# Drehrichtung von Motoren



## Heinz (4 August 2005)

Halo,
eben ist die Frage aufgetaucht, wie man die Drehrichtung eines Motors beschreibt.

Drehrichtung rechts heißt, wenn ich auf die Welle schaue dreht Sie nach Rechts oder aus Sicht des Motors dreht er nach rechts.
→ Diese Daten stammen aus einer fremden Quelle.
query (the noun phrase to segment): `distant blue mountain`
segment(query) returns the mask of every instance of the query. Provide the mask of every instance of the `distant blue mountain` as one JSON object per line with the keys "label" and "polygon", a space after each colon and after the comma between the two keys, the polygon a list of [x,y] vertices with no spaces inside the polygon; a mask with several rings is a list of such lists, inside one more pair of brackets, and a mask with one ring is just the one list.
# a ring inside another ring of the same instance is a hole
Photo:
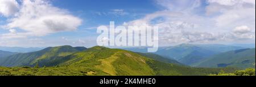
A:
{"label": "distant blue mountain", "polygon": [[[155,53],[191,66],[215,54],[245,48],[246,47],[221,44],[183,44],[174,46],[160,47]],[[121,49],[135,52],[147,52],[147,47]]]}
{"label": "distant blue mountain", "polygon": [[29,53],[42,50],[43,47],[7,47],[0,46],[0,50],[4,50],[13,53]]}
{"label": "distant blue mountain", "polygon": [[255,44],[230,44],[230,45],[253,49],[253,48],[255,48]]}
{"label": "distant blue mountain", "polygon": [[12,53],[9,51],[0,50],[0,60],[1,58],[5,58],[11,55],[16,54],[15,53]]}

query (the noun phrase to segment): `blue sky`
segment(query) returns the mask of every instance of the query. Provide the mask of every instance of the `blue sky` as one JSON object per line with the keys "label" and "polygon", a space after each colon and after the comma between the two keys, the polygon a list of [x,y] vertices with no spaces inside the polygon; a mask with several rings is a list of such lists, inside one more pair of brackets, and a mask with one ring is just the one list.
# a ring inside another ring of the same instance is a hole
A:
{"label": "blue sky", "polygon": [[0,0],[0,46],[91,47],[110,21],[159,26],[160,46],[255,43],[255,10],[254,0]]}

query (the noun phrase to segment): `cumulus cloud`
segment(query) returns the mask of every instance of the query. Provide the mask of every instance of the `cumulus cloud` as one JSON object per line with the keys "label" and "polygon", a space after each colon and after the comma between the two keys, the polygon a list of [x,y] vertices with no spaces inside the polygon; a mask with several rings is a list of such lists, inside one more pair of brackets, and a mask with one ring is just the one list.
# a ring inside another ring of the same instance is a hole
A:
{"label": "cumulus cloud", "polygon": [[[255,29],[255,1],[156,1],[166,9],[123,25],[158,26],[160,44],[255,39],[255,32],[250,29]],[[208,5],[202,6],[203,2]],[[205,15],[195,12],[199,7],[204,8]],[[158,22],[152,23],[156,19]]]}
{"label": "cumulus cloud", "polygon": [[250,32],[251,29],[246,25],[242,25],[236,27],[233,31],[237,34],[244,34]]}
{"label": "cumulus cloud", "polygon": [[9,16],[14,15],[19,8],[15,0],[0,0],[0,16]]}
{"label": "cumulus cloud", "polygon": [[128,15],[129,13],[125,12],[123,9],[114,9],[112,10],[110,12],[109,12],[110,14],[113,14],[116,16],[123,16],[125,15]]}
{"label": "cumulus cloud", "polygon": [[65,10],[52,6],[42,0],[22,1],[19,11],[9,19],[5,27],[22,29],[23,32],[5,34],[3,38],[43,36],[50,33],[76,30],[82,20],[70,14]]}

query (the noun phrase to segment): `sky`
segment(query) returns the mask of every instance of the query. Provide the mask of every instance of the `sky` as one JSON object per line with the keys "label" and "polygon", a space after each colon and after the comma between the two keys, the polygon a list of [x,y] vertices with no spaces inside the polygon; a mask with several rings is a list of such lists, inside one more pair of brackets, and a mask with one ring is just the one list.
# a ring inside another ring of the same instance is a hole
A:
{"label": "sky", "polygon": [[159,44],[254,44],[255,0],[0,0],[0,46],[92,47],[97,28],[159,27]]}

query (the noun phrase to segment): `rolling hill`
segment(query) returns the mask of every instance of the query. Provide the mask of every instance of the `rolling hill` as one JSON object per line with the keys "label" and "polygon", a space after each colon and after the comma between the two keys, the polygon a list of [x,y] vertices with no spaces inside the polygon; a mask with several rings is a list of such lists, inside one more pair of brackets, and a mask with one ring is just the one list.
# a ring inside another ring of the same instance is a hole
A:
{"label": "rolling hill", "polygon": [[[147,47],[121,48],[139,53],[147,53]],[[221,44],[183,44],[174,46],[160,47],[155,54],[171,59],[175,59],[183,64],[192,66],[200,62],[214,54],[230,50],[244,49],[240,46]]]}
{"label": "rolling hill", "polygon": [[33,66],[37,64],[39,66],[50,66],[57,64],[51,62],[72,53],[86,49],[84,47],[73,47],[71,46],[49,47],[43,50],[28,53],[19,53],[5,58],[0,62],[0,66],[6,67]]}
{"label": "rolling hill", "polygon": [[16,53],[0,50],[0,60],[2,58],[5,58],[5,57],[10,56],[10,55],[15,54],[16,54]]}
{"label": "rolling hill", "polygon": [[200,67],[255,68],[255,49],[243,49],[213,55],[195,66]]}
{"label": "rolling hill", "polygon": [[[39,51],[45,51],[43,54],[45,54],[48,51],[55,49],[53,48],[50,47]],[[221,69],[224,69],[227,72],[233,72],[236,69],[192,68],[176,64],[178,63],[171,60],[162,62],[160,61],[164,60],[162,58],[162,57],[152,54],[144,54],[125,50],[94,46],[85,50],[65,55],[61,58],[47,60],[48,62],[44,62],[43,64],[51,65],[49,67],[42,67],[41,65],[34,66],[35,68],[0,67],[0,70],[3,69],[5,71],[2,75],[7,75],[152,76],[207,75],[210,73],[218,73]],[[30,61],[31,63],[28,64],[31,65],[34,60]]]}

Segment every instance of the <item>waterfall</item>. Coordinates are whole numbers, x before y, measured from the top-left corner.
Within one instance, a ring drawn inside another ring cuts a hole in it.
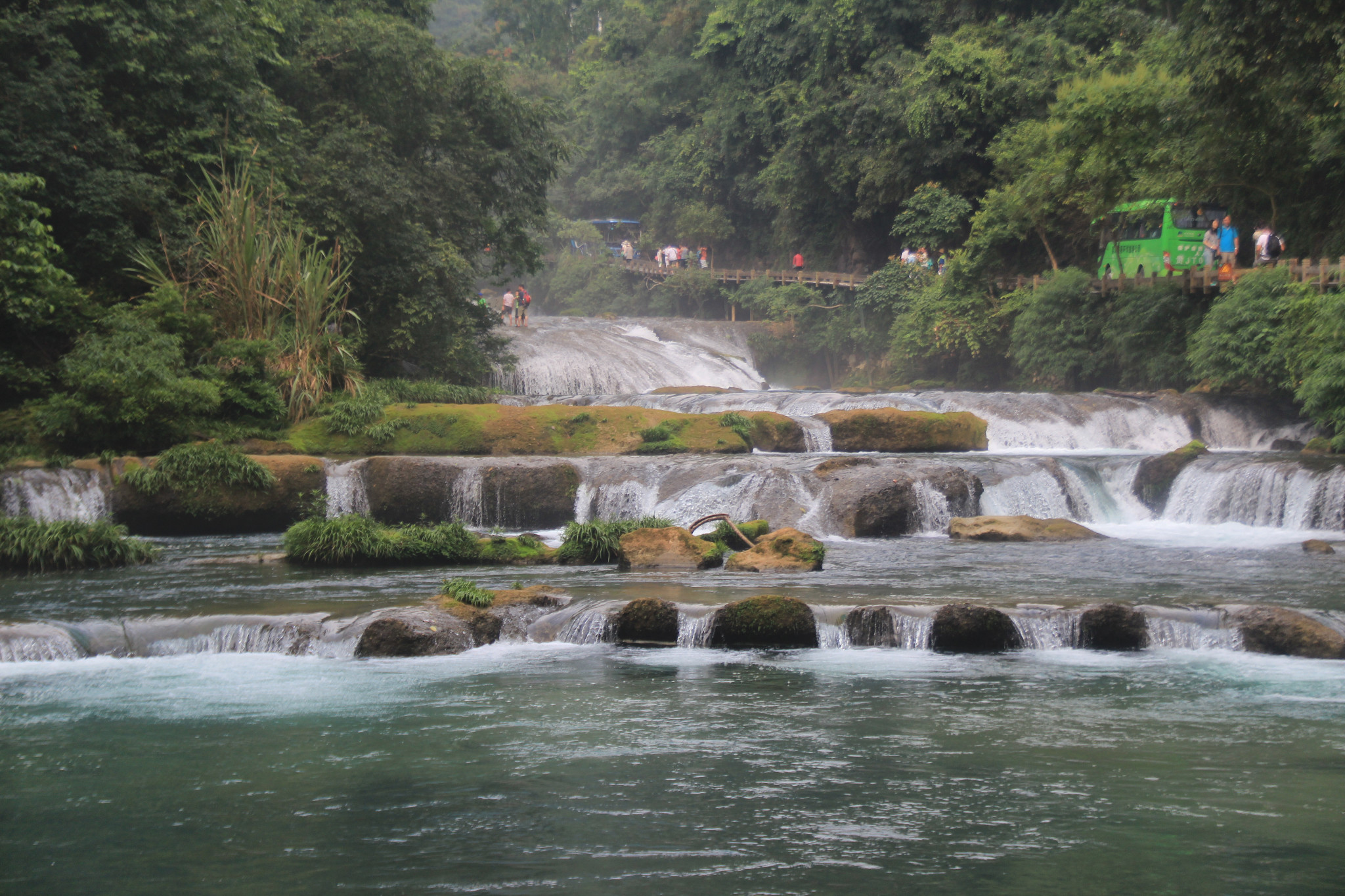
[[[108,493],[97,470],[24,469],[4,477],[0,506],[5,516],[31,516],[43,523],[93,523],[108,516]]]
[[[746,329],[728,322],[538,317],[506,336],[518,360],[511,371],[496,369],[494,384],[519,395],[765,386]]]
[[[831,451],[831,426],[815,416],[796,416],[794,420],[803,430],[803,449],[818,454]]]
[[[327,516],[346,513],[369,516],[369,493],[364,490],[366,459],[336,463],[324,461],[327,467]]]
[[[846,617],[854,607],[811,604],[814,625],[818,627],[818,646],[823,650],[843,650],[850,646]]]
[[[677,646],[707,647],[718,607],[681,606],[677,614]],[[698,613],[699,615],[693,615]]]
[[[1178,474],[1163,510],[1177,523],[1345,529],[1345,466],[1204,457]]]
[[[461,520],[467,525],[483,525],[486,519],[482,497],[483,485],[484,480],[479,466],[467,466],[457,474],[448,496],[451,520]]]
[[[594,365],[605,364],[599,357]],[[682,377],[683,380],[686,376]],[[737,383],[710,383],[737,386]],[[1254,400],[1209,395],[1126,398],[1080,392],[843,392],[742,391],[714,395],[647,395],[629,390],[558,388],[549,395],[533,390],[506,396],[510,404],[576,404],[647,407],[682,414],[775,411],[799,422],[810,439],[810,418],[826,411],[894,407],[904,411],[970,411],[986,420],[991,451],[1134,450],[1171,451],[1193,438],[1212,449],[1266,450],[1275,439],[1306,442],[1310,422]],[[516,390],[525,391],[525,390]],[[811,441],[807,449],[814,447]]]
[[[613,602],[603,600],[600,606],[586,606],[572,615],[555,633],[557,641],[569,643],[609,643],[616,641],[616,618]]]

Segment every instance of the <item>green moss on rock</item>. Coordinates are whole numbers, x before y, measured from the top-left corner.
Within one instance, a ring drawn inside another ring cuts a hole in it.
[[[818,623],[798,598],[761,594],[720,607],[710,623],[714,647],[815,647]]]

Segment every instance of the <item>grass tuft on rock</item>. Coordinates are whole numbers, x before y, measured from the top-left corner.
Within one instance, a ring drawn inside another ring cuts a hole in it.
[[[0,517],[0,568],[22,572],[95,570],[149,563],[157,549],[128,539],[125,527],[112,523],[39,523],[28,517]]]
[[[663,529],[672,520],[646,516],[639,520],[594,520],[566,523],[561,533],[557,559],[561,563],[617,563],[621,559],[621,536],[636,529]]]
[[[488,607],[495,602],[495,594],[480,588],[471,579],[444,579],[438,592],[469,607]]]
[[[467,527],[383,525],[358,513],[330,520],[308,519],[285,532],[285,553],[312,566],[464,564],[480,560],[477,539]]]
[[[183,509],[196,516],[223,512],[229,489],[269,492],[276,485],[274,473],[222,442],[175,445],[153,466],[132,466],[122,478],[141,494],[172,489]]]

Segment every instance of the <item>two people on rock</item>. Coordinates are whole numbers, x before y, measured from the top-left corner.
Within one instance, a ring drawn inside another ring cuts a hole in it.
[[[506,326],[527,326],[527,308],[531,304],[533,297],[527,294],[522,283],[515,290],[504,290],[500,320]]]

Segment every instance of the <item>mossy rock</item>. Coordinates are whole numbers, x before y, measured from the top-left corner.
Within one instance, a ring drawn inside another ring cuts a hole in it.
[[[1176,451],[1146,457],[1135,472],[1135,481],[1130,486],[1131,492],[1150,510],[1162,513],[1177,476],[1202,454],[1209,454],[1209,449],[1205,447],[1204,442],[1193,439]]]
[[[724,562],[724,545],[682,527],[636,529],[621,536],[621,570],[709,570]]]
[[[798,598],[761,594],[720,607],[710,623],[712,647],[815,647],[818,623]]]
[[[935,414],[878,407],[827,411],[818,419],[831,427],[837,451],[983,451],[986,422],[967,411]]]
[[[722,426],[721,414],[569,404],[389,404],[378,422],[356,435],[335,433],[325,418],[312,418],[291,427],[286,441],[299,451],[327,457],[744,454],[759,437],[763,450],[803,450],[803,430],[788,416],[771,411],[742,416],[749,422],[746,437]],[[642,437],[660,427],[668,438]]]
[[[784,528],[761,536],[756,545],[740,551],[724,564],[736,572],[815,572],[827,549],[807,532]]]
[[[1243,649],[1314,660],[1345,660],[1345,635],[1307,614],[1284,607],[1243,607],[1233,621]]]
[[[1088,607],[1079,615],[1079,646],[1092,650],[1143,650],[1149,646],[1145,614],[1119,603]]]
[[[1107,536],[1060,517],[955,516],[948,520],[948,537],[971,541],[1087,541]]]
[[[1007,614],[974,603],[948,603],[933,614],[929,645],[940,653],[999,653],[1022,646]]]
[[[636,598],[616,614],[619,643],[643,647],[675,647],[677,604],[658,598]]]

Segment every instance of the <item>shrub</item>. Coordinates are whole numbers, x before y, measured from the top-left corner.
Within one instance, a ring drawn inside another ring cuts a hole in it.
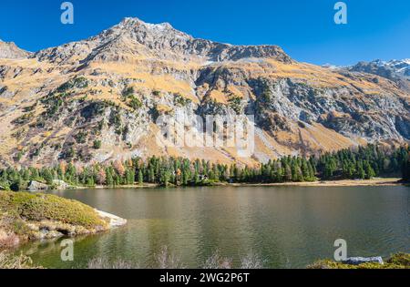
[[[94,148],[95,149],[101,149],[101,140],[98,140],[98,139],[94,140],[93,148]]]
[[[26,220],[56,220],[86,228],[104,228],[107,223],[91,207],[49,194],[0,192],[0,210]]]
[[[5,251],[0,252],[0,269],[41,269],[42,267],[34,266],[31,259],[26,255],[20,254],[14,256]]]

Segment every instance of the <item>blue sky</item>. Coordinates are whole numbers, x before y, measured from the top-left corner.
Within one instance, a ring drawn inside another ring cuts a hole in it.
[[[137,16],[169,22],[196,37],[279,45],[314,64],[410,57],[409,0],[345,0],[348,24],[333,22],[337,0],[72,0],[75,24],[60,22],[60,0],[0,1],[0,39],[41,48],[94,36]]]

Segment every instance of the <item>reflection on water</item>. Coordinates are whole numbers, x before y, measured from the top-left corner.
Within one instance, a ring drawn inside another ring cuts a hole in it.
[[[128,220],[108,233],[76,238],[75,261],[60,261],[60,240],[22,251],[45,267],[85,267],[104,257],[152,266],[162,246],[189,267],[219,251],[240,259],[251,251],[269,268],[303,268],[333,258],[347,241],[349,256],[410,251],[406,187],[244,187],[54,191]]]

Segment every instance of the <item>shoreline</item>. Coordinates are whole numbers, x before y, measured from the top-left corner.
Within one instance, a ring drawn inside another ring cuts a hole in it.
[[[276,182],[276,183],[229,183],[229,182],[213,182],[203,185],[193,186],[174,186],[169,189],[179,188],[201,188],[201,187],[365,187],[365,186],[407,186],[408,182],[405,182],[400,178],[375,178],[372,179],[340,179],[340,180],[317,180],[317,181],[302,181],[302,182]],[[153,183],[144,183],[143,185],[118,185],[118,186],[103,186],[97,185],[95,187],[74,187],[72,189],[56,190],[115,190],[115,189],[165,189]],[[41,191],[41,190],[36,190]]]

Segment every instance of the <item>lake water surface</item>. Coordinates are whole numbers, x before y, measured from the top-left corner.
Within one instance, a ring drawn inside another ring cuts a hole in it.
[[[349,256],[410,252],[408,187],[215,187],[52,191],[128,220],[108,233],[75,239],[75,260],[60,241],[21,248],[48,268],[84,268],[96,257],[152,266],[163,246],[197,268],[215,251],[252,251],[267,268],[304,268],[333,258],[337,239]]]

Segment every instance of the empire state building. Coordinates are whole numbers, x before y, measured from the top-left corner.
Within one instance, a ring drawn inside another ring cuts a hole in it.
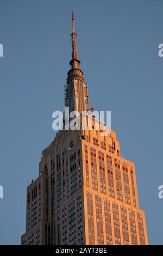
[[[71,66],[65,88],[70,113],[93,111],[80,69],[72,14]],[[42,153],[39,175],[27,188],[22,245],[147,245],[134,163],[123,158],[116,132],[64,129]]]

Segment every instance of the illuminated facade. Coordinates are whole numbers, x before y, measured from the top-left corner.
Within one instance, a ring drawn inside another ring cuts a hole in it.
[[[65,87],[70,112],[92,110],[78,59],[72,17],[71,69]],[[134,164],[121,156],[112,130],[60,131],[42,151],[39,177],[27,187],[22,245],[147,245]]]

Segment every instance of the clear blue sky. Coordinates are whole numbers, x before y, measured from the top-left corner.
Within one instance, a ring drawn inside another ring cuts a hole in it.
[[[64,108],[74,11],[81,67],[97,110],[111,111],[135,163],[150,244],[163,244],[162,0],[0,0],[0,244],[20,244],[26,187]]]

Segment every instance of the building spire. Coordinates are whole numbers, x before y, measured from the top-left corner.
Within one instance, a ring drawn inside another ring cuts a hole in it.
[[[71,33],[72,39],[72,60],[70,64],[72,66],[72,69],[79,68],[80,64],[80,60],[78,59],[78,52],[77,47],[77,34],[75,33],[75,26],[74,26],[74,19],[73,11],[72,14],[72,33]]]
[[[73,15],[73,10],[72,12],[72,33],[75,33],[74,31],[74,20]]]

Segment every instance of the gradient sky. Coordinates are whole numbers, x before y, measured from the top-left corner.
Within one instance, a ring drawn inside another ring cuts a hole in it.
[[[0,244],[20,243],[26,187],[54,137],[71,59],[78,51],[96,110],[111,111],[121,155],[135,164],[149,243],[163,245],[162,0],[0,0]]]

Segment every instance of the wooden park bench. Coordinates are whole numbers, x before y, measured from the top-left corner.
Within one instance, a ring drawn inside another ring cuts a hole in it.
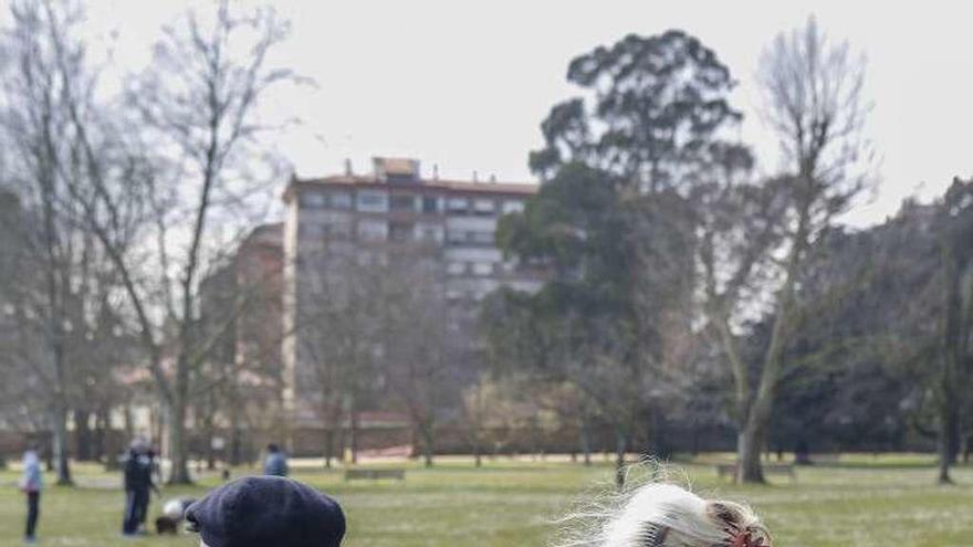
[[[357,480],[378,481],[379,478],[394,478],[396,481],[405,481],[406,480],[406,470],[402,470],[402,469],[391,469],[391,470],[354,469],[354,470],[345,471],[345,481],[357,481]]]
[[[762,466],[765,475],[787,475],[791,478],[791,482],[797,482],[797,473],[794,472],[793,463],[765,463]],[[736,464],[735,463],[718,463],[716,464],[716,476],[723,478],[724,476],[729,476],[730,478],[734,478],[736,476]]]

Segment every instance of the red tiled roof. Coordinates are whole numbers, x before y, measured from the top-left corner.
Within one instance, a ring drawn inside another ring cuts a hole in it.
[[[372,176],[335,175],[314,179],[294,178],[284,191],[284,201],[289,201],[296,187],[314,186],[355,186],[364,188],[417,188],[421,190],[446,190],[457,193],[494,193],[533,196],[540,188],[533,182],[473,182],[469,180],[421,179],[415,183],[388,183]]]

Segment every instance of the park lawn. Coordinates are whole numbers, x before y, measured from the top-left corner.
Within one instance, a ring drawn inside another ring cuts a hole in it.
[[[845,459],[843,457],[843,461]],[[683,480],[703,495],[750,502],[785,547],[944,547],[973,545],[973,467],[955,472],[958,486],[933,484],[923,459],[852,459],[855,465],[802,467],[796,484],[774,477],[772,486],[721,483],[709,465],[686,465]],[[869,465],[869,462],[873,465]],[[925,459],[928,461],[928,459]],[[240,471],[243,473],[243,471]],[[681,472],[671,473],[680,476]],[[43,497],[41,545],[192,546],[192,536],[123,539],[123,495],[116,475],[93,467],[77,472],[84,487],[49,488]],[[23,517],[14,474],[0,473],[0,545],[18,545]],[[404,483],[345,483],[341,472],[299,470],[296,478],[337,497],[348,516],[347,547],[542,546],[552,520],[578,496],[606,485],[606,463],[465,462],[437,469],[409,465]],[[203,484],[166,488],[165,497],[199,496]],[[159,509],[154,499],[151,514]]]

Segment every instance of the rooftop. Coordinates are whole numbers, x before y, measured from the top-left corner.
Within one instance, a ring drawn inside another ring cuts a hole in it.
[[[423,179],[419,176],[419,161],[409,158],[374,158],[374,172],[369,175],[355,175],[346,169],[344,175],[328,177],[299,178],[296,175],[291,179],[284,191],[284,201],[290,201],[294,192],[317,188],[322,186],[349,186],[359,188],[415,188],[432,191],[456,193],[484,193],[508,196],[533,196],[540,188],[534,182],[496,182],[478,180],[447,180],[433,177]],[[410,177],[408,182],[402,179],[393,179],[389,176]],[[399,180],[399,182],[394,182]]]

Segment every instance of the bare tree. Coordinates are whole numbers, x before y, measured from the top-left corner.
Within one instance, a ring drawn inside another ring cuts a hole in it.
[[[761,61],[764,116],[777,135],[782,176],[733,185],[747,169],[742,156],[720,155],[723,183],[713,196],[701,245],[705,307],[735,385],[740,427],[739,480],[762,482],[760,453],[778,383],[788,370],[785,349],[801,328],[797,282],[814,243],[870,181],[861,129],[864,60],[847,43],[831,44],[814,19],[781,34]],[[737,181],[739,182],[739,181]],[[772,318],[770,341],[750,362],[741,329],[754,313]]]
[[[70,190],[81,165],[69,87],[88,94],[93,80],[77,33],[79,9],[19,1],[10,6],[10,14],[12,25],[2,42],[9,64],[0,130],[7,151],[4,182],[17,204],[6,211],[2,228],[15,238],[6,253],[19,265],[3,288],[17,293],[10,315],[17,317],[21,345],[14,355],[25,367],[21,370],[46,391],[57,482],[70,484],[67,413],[72,401],[85,396],[84,386],[104,378],[103,368],[80,367],[106,336],[97,322],[112,315],[105,255],[74,222],[80,204]]]
[[[269,9],[238,15],[221,2],[209,25],[187,14],[166,29],[151,69],[129,86],[135,119],[114,125],[93,120],[83,107],[85,90],[65,85],[82,141],[75,198],[124,287],[167,410],[171,483],[190,481],[190,379],[217,343],[197,330],[200,280],[221,262],[227,240],[243,233],[253,198],[278,173],[257,147],[269,127],[255,108],[271,86],[295,80],[266,66],[286,31]],[[62,49],[61,60],[70,52]],[[116,155],[105,152],[113,139]]]

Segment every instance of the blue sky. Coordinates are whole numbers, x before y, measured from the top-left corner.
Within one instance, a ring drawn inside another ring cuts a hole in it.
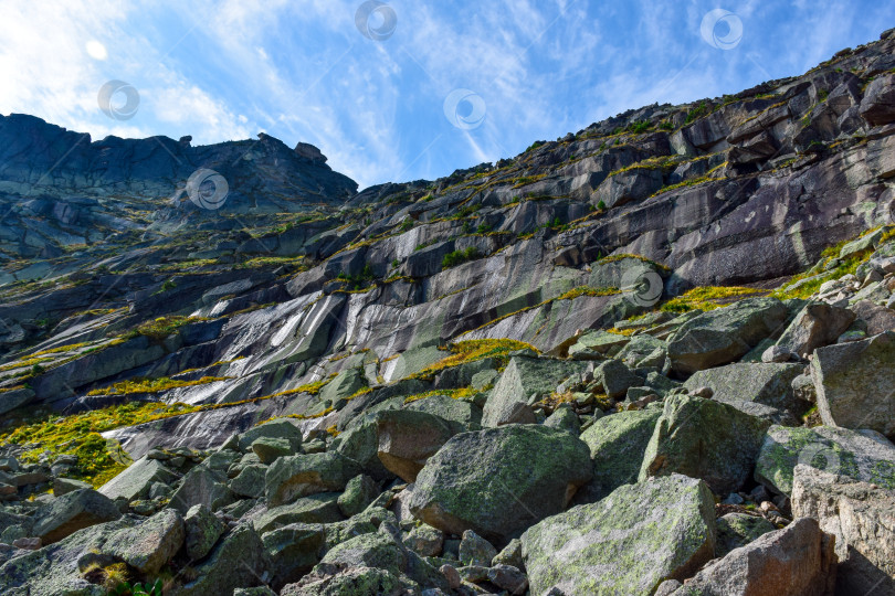
[[[364,188],[801,74],[895,26],[878,0],[389,0],[358,19],[362,4],[0,0],[0,113],[94,139],[265,131]],[[139,93],[131,118],[99,109],[110,79]]]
Dies soll auf keinen Fall die Drehrichtungskontrolle vor Ort erstezen!!


----------



## jonny_b (4 August 2005)

Guten Tag,

ich denke, die Drehrichtung ist von der Kupplungseite aus gesehen definiert.

V.Gr.
JB


----------



## edi (4 August 2005)

Hallo ,

Motor dreht rechts wenn ich vom A Lagerschild in Richtung B Lagerschild
gucke ....und er rechts dreht ....


----------



## Buh (4 August 2005)

Hallo,

laut DIN VDE 0530 T.8/7.87

dreht ein Motor rechts herum bei:

einem Welleende -> Blickrichtung auf die Stirnseite des Wellenendes

zwei ungleichen Wellenenden -> Blick auf die Stirnseite des dickeren Wellenendes

zwei gleichen Wellenenden -> Blick auf die Stirnseite des Wellenendes das nicht auf der Seite des Kommutators oder der Schleifringe liegt, ansonsten muß eine Vereinbarung getroffen werden


Gruß Buh


----------



## Heinz (4 August 2005)

Vielen Dank für die Info,
mir war zwar so, aber ich wußte es nicht mehr so genau.


----------



## e4sy (5 August 2005)

hat man nich auch teilweise pfeile auf der flanschseite irgendwo, die die drehrichtung (rechtsrum) anzeigen?!? ich mein da war mal was...


----------



## knabi (5 August 2005)

Solche Pfeile weisen auf die benötigte Drehrichtung hin, wenn bereits ein Aggregat dranhängt; viele Pumpen z.B. brauchen einen linksdrehenden Motor.


----------



## e4sy (5 August 2005)

ja, oder sowas :lol:


----------